Citigroup Inc. is planning its first sale of bonds tied to new home loans without government backing since the market’s collapse in 2008.
About $210 million of prime jumbo mortgages acquired by the New York-based company’s investment bank from lenders back the deal,
“The ratings reflect transactional strengths that include high quality underlying assets, well qualified borrowers and satisfactory third-party due diligence review,” DBRS said.
Scott Helfman, a spokesman for Citigroup, declined to comment.
Nonagency bond issuance was growing earlier this year after halting five years ago amid tumbling home values and soaring defaults.
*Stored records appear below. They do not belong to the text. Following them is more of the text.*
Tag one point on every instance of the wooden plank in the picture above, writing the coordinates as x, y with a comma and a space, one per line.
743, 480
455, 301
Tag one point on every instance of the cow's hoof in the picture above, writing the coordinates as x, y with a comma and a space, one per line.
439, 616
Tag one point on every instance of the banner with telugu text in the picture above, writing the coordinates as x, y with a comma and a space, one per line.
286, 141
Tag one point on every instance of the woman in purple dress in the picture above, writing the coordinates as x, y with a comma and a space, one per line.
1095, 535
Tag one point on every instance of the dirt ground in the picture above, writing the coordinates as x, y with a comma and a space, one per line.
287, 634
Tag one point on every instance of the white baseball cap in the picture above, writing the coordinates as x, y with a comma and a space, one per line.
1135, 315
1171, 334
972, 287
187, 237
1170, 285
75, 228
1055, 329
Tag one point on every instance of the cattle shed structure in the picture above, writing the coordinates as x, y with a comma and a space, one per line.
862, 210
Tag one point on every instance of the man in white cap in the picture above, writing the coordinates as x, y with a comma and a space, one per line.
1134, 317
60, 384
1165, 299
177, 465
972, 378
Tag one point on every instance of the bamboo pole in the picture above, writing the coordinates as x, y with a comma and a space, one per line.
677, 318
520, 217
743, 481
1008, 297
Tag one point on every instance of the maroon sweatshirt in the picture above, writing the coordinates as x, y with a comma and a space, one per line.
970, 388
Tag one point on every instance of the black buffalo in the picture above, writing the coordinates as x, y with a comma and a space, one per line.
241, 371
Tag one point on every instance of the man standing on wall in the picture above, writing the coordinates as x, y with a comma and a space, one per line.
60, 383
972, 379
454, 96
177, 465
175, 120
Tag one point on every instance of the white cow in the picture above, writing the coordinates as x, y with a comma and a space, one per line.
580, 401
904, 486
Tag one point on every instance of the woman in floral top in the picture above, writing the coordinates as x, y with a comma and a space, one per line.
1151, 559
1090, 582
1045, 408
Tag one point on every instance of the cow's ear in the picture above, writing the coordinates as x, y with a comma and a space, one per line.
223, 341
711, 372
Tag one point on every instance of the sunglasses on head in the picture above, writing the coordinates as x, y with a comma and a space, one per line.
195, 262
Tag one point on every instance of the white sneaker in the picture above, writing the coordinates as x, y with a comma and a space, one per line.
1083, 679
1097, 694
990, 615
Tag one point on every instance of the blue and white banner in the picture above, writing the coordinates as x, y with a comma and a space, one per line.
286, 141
There have been about $12.5 billion in deals tied to new loans this year. There were $3.5 billion in all of 2012 and a peak of $1.2 trillion in each of 2005 and 2006, according to data compiled by Bloomberg. Citigroup has helped underwrite post-crisis deals by other issuers and sponsored transactions that packaged older bonds and loans.
A weakness of the bank’s planned transactions is that Citigroup’s “backstop” on the warranties of loan quality provided by originators can lapse after a certain period of time, DBRS said.
Jumbo home loans are ones larger than allowed in government-supported programs, currently as much as $729,750 for single-family properties in high-cost areas. Limits for Fannie Mae and Freddie Mac loans with the lowest costs for most types of borrowers cover a range from $417,000 to $625,500.